В толпе вдруг образовалась проплешина, которую люди огибали, как вода камни. Спиной вперед в город пятился огнегорец, отличимый по косам цвета спекшейся крови. Перед собой он размахивал, словно пушинкой, огромным изогнутым бердышом, отгоняя четырех окружающих его бурых медведей.
Решетка на воротах нежданно упала, как ежели б кто попросту перерубил удерживающий ее трос. Черва скорчилась, будто это ее продырявило кольями толщиной в кулак. Невозможно, но ей почудился хруст ломающихся хребтов, ребер и размозженных черепов.
Но среди павших на беду оказался один из медведей. Решетка не закрылась до конца. И люди продолжала просачиваться, проползая под шильями, раздирая себя в клочья. Но благо уже не валили.
Толпа рассосалась среди улиц Тенёты. До слуха то тут, то там долетали окрики стрельцов и опричников, командующих отступление толпы. Воздух пропитал острый запах пота, крови и феромонов. Последних было так много, что под их общим приказом и Черве хотелось немедля замереть истуканом.
Но она заставила себя сдвинуться с места и помчаться по крышам вслед за Гармалой и Ганькой. Куда лез последний, ей было решительно невдомек. Вестимо, из-за безликости сказывалось отсутствие животного чутья на опасность.
До горца Черва добралась первая, недаром гончая. Отравленная чемерицей стрела просвистела в пяди[1] от его щеки, воткнувшись медведю перед ним в плечо. Горец обернулся, но вместо опричницы на крыше заметил бегущего к нему на подмогу могучего… скомороха от горшка два вершка.
[1] Пядь ~ 18 сантиметров.
Ганька обогнал прислушивающегося к схватке осторожного Гармалу, на бегу закрутился волчком и вмазал подожженные шипастые гири в морду крайнему медведине. Хотел выколоть глаз, но лишь разодрал ухо. Тот взревел яростно и махнул лапой с когтями-кинжалами.
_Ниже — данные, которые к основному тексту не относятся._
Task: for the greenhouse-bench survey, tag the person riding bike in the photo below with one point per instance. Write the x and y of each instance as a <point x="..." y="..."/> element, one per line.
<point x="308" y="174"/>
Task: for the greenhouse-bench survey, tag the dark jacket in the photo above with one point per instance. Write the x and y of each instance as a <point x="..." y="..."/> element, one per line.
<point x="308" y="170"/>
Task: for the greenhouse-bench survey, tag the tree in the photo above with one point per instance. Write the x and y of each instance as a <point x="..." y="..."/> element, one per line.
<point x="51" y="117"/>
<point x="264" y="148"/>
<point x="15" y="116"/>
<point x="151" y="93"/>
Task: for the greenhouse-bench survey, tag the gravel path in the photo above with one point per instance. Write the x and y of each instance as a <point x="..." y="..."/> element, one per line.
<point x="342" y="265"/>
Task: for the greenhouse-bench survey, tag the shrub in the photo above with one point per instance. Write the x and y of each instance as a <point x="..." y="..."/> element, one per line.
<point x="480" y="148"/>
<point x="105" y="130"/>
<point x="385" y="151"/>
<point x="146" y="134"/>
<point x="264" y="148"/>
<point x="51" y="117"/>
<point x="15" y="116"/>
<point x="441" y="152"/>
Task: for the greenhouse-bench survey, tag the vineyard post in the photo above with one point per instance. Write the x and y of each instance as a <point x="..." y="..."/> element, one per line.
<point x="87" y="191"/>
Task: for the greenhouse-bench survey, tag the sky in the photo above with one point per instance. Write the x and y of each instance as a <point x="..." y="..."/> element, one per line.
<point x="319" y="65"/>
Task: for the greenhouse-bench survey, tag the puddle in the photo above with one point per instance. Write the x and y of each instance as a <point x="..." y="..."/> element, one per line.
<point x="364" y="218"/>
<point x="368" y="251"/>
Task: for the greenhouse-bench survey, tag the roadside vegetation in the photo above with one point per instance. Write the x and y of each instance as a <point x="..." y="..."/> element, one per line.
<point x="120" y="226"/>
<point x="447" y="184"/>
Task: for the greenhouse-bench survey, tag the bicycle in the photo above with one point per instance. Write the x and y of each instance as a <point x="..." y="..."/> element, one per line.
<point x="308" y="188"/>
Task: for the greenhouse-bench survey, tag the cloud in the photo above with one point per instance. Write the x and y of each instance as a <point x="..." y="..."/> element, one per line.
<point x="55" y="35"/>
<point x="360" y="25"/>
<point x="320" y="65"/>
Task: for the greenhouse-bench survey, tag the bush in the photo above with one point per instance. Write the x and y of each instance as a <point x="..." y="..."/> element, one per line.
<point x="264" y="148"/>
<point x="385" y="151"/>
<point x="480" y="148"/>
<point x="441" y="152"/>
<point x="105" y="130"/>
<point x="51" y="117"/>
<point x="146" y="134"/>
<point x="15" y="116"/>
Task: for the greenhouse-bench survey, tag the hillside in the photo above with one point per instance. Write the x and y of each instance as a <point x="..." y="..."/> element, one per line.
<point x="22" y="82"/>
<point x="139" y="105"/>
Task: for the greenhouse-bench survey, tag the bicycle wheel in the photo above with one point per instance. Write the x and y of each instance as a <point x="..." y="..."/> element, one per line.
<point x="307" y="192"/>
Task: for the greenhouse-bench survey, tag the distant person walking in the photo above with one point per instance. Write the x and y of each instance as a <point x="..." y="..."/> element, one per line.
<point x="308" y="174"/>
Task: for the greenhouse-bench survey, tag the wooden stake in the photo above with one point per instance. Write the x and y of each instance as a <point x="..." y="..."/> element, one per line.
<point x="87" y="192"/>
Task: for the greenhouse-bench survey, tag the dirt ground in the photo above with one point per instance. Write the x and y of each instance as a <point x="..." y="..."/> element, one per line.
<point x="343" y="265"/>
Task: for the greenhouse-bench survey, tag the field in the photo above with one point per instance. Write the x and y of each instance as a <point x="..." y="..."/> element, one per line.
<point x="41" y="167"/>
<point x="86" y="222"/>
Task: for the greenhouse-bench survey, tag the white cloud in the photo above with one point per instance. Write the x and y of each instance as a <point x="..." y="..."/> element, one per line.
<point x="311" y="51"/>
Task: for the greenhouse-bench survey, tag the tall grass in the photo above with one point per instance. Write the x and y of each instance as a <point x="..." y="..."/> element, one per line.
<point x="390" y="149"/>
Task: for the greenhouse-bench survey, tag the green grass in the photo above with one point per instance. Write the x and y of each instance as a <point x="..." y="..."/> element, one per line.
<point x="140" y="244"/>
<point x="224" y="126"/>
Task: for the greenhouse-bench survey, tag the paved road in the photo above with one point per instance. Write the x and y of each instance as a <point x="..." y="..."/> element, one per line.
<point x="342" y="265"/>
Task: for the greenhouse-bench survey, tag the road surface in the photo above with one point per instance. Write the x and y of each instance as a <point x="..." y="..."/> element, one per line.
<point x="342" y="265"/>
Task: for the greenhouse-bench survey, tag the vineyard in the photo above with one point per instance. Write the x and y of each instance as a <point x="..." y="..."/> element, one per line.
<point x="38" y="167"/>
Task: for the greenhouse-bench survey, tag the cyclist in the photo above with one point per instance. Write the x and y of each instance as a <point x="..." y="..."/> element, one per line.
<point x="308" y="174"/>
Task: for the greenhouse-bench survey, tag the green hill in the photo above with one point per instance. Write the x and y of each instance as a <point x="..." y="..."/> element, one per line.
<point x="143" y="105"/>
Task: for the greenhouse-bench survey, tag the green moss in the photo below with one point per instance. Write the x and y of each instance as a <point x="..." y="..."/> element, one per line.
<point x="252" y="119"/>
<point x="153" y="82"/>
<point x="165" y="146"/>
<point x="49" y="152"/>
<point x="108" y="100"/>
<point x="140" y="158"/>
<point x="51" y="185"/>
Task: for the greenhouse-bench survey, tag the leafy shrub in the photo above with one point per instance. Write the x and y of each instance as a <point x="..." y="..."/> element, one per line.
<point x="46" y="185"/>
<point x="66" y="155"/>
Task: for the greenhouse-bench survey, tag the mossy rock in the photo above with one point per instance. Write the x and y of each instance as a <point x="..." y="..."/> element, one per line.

Ганька отпрыгнул кульбитом и снова раскрутился, рисуя кистенями вокруг себя огненные узоры, аки факир на представлении. Особого урона зверю они не нанесут, но хоть отпугнут. В этом блаженном заблуждении Ганька пробыл недолго.
Пугаться эта мохнатая туша не пожелала. Медведь взревел, являя клычищи в полпяди, поднялся на задние лапы, став вдвое выше Ганьки, и с грохотом вновь опустился на землю. Сшиб факелы с цирковых кибиток по краям улицы на доски мостовой. И одним ударом с нежданной ловкостью зацепил когтем цепь кистеня. А Ганька не успел вовремя ослабить хватку. Ладони обожгло, когда рукоятки выдернуло из рук.